Nickel ore prices rose by over 35% over the course of February, he noted, on nickel pig iron smelters in China scrambling for material to maintain their businesses.

(Metal Bulletin alumina and aluminium specialists Jethro Wookey and Andrea Hotter were in Miami, where the alumina market was trying to figure out whether, and when, the export ban on bauxite from Indonesia would affect the market. Meanwhile Freeport said it might have to declare force majeure on deliveries of concentrates from its Indonesian unit.)

Not so dramatic, but copper premiums in Shanghai moved down as a result of the backwardation and high stocks in bonded warehouses in China, as our office in Shanghai reported.

Outright copper prices on the LME came under pressure too, dropping by over 1% on February 24, for example, on reports of tighter lending in China, and rumours of a default there by a company that used copper to collateralise loans.

Metal Bulletin’s Mark Burton was watching nearby spreads in zinc closely, and described over two days how a nearby spread moved into a contango from a backwardation.

Why?
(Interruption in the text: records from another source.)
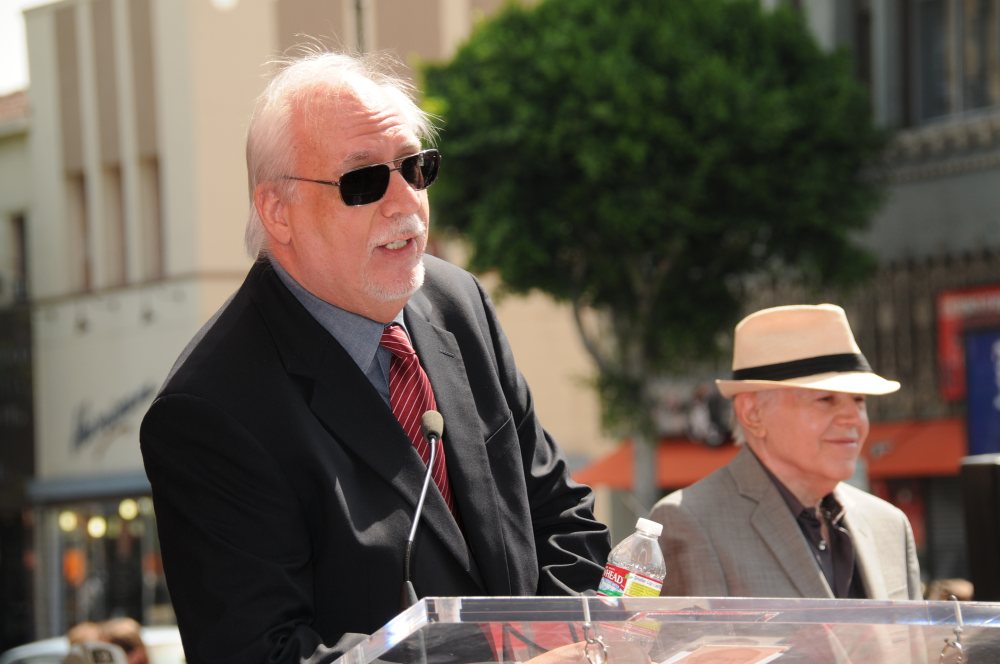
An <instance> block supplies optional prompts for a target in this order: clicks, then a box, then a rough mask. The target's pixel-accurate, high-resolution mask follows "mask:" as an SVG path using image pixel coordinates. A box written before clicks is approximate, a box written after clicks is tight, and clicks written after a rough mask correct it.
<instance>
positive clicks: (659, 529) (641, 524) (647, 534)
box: [635, 517, 663, 537]
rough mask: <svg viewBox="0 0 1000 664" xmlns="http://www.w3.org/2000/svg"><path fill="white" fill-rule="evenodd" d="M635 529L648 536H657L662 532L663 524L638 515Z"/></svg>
mask: <svg viewBox="0 0 1000 664" xmlns="http://www.w3.org/2000/svg"><path fill="white" fill-rule="evenodd" d="M635 529H636V530H638V531H639V532H641V533H643V534H645V535H649V536H650V537H659V536H660V533H662V532H663V524H662V523H658V522H656V521H650V520H649V519H643V518H642V517H639V520H638V521H636V522H635Z"/></svg>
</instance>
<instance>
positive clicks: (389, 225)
mask: <svg viewBox="0 0 1000 664" xmlns="http://www.w3.org/2000/svg"><path fill="white" fill-rule="evenodd" d="M426 232H427V225H426V224H424V221H423V219H421V218H420V216H419V215H416V214H407V215H402V216H398V217H393V218H392V221H390V222H389V225H388V226H387V227H386V228H384V229H382V232H380V233H379V234H378V237H376V238H375V239H374V240H373V241H372V244H373V246H375V247H378V246H381V245H383V244H386V243H388V242H392V241H393V240H398V239H400V238H404V237H413V236H418V235H424V234H425V233H426Z"/></svg>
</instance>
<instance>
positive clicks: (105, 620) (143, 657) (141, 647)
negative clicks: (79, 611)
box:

The tightness arose as a result of traders buying up large quantities of warrants in anticipation of higher prices in a deficit market. The spreads eased when they sold those in locations they did not want shortly afterwards.

Company news
Two companies that Metal Bulletin follows closely saw big bumps in their share prices: Kazakhstan-based copper producer Kazakhmys, which plans to sell its underperforming mines; and minor metals supplier 5N Plus, which benefited from strong bismuth sales in particular and better markets in general. Its shares jumped too.

The bismuth market powered upwards on strong investor interest on the Fanya Exchange on Wednesday February 24.
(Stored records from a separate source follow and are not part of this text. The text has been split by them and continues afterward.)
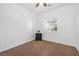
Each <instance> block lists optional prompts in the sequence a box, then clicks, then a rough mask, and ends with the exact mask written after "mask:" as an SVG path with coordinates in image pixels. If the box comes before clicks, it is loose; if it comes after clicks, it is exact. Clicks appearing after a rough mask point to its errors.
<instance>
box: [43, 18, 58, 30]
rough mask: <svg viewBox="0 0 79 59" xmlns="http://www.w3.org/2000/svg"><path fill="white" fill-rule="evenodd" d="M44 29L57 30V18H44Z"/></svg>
mask: <svg viewBox="0 0 79 59" xmlns="http://www.w3.org/2000/svg"><path fill="white" fill-rule="evenodd" d="M44 31H57V19H56V18H49V19H46V20H44Z"/></svg>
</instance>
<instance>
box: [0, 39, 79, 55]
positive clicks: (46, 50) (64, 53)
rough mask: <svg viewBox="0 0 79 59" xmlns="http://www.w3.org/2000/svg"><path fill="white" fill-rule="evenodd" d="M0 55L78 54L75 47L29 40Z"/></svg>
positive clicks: (43, 54)
mask: <svg viewBox="0 0 79 59" xmlns="http://www.w3.org/2000/svg"><path fill="white" fill-rule="evenodd" d="M0 55H1V56H79V52H78V51H77V50H76V48H75V47H71V46H67V45H63V44H59V43H54V42H49V41H45V40H43V41H30V42H28V43H25V44H23V45H20V46H17V47H15V48H12V49H9V50H7V51H3V52H0Z"/></svg>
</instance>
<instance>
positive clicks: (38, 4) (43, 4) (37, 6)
mask: <svg viewBox="0 0 79 59" xmlns="http://www.w3.org/2000/svg"><path fill="white" fill-rule="evenodd" d="M39 5H43V6H44V7H47V4H46V3H42V4H41V3H37V4H36V7H38V6H39Z"/></svg>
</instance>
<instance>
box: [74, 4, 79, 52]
mask: <svg viewBox="0 0 79 59" xmlns="http://www.w3.org/2000/svg"><path fill="white" fill-rule="evenodd" d="M76 13H77V20H76V26H77V28H76V42H75V44H76V48H77V49H78V51H79V4H77V5H76Z"/></svg>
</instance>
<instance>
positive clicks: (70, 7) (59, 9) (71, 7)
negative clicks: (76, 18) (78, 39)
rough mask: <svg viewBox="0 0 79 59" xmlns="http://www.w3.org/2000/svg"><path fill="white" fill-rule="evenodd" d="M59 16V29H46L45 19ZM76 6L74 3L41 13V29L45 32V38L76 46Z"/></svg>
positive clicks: (58, 17) (57, 20)
mask: <svg viewBox="0 0 79 59" xmlns="http://www.w3.org/2000/svg"><path fill="white" fill-rule="evenodd" d="M53 17H57V26H58V30H57V31H53V32H46V31H43V30H44V20H46V19H48V18H53ZM74 19H75V7H74V5H70V6H64V7H62V8H59V9H57V10H54V11H50V12H47V13H43V14H40V15H39V20H40V21H39V23H38V24H40V26H38V27H39V29H40V30H41V31H42V32H43V39H45V40H49V41H52V42H57V43H62V44H67V45H71V46H75V45H74V44H75V42H74V40H75V21H74Z"/></svg>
No surprise then that traders, producers and consumers were interested in news that Fanya plans to add an antimony contract to its products, in addition to selenium and tellurium.

Read also: Metal Bulletin’s spotlight on Fanya.

Court report
Aluminium producers, consumers and traders, exchange (and ex-exchange) executives were focused on the court case between UC Rusal and the London Metal Exchange.

Metal Bulletin’s Claire Hack was there on Wednesday and Thursday. UC Rusal argued that the new load-out rules for LME warehouses, which are due to come into force on April 1, were a publicity stunt by Charles Li, ceo of the LME’s owner at Hong Kong Exchanges & Clearing, and requested they be stopped and consulted on once more.

The LME described Rusal’s argument as absurd, and said its actions were well within its rights. The judge said he plans to reach a decision within a week.

The LME faces separate class-action lawsuits in the USA.

Trader moves
Tristan Busch, who formerly ran Trafigura’s aluminium book before taking on larger responsibilities as head of refined metals, has left the firm. He will be replaced by Barry Marshall

And cobalt trading firm Darton Commodities took on Wayde Yeoman, who had been working for Freeport McMoRan.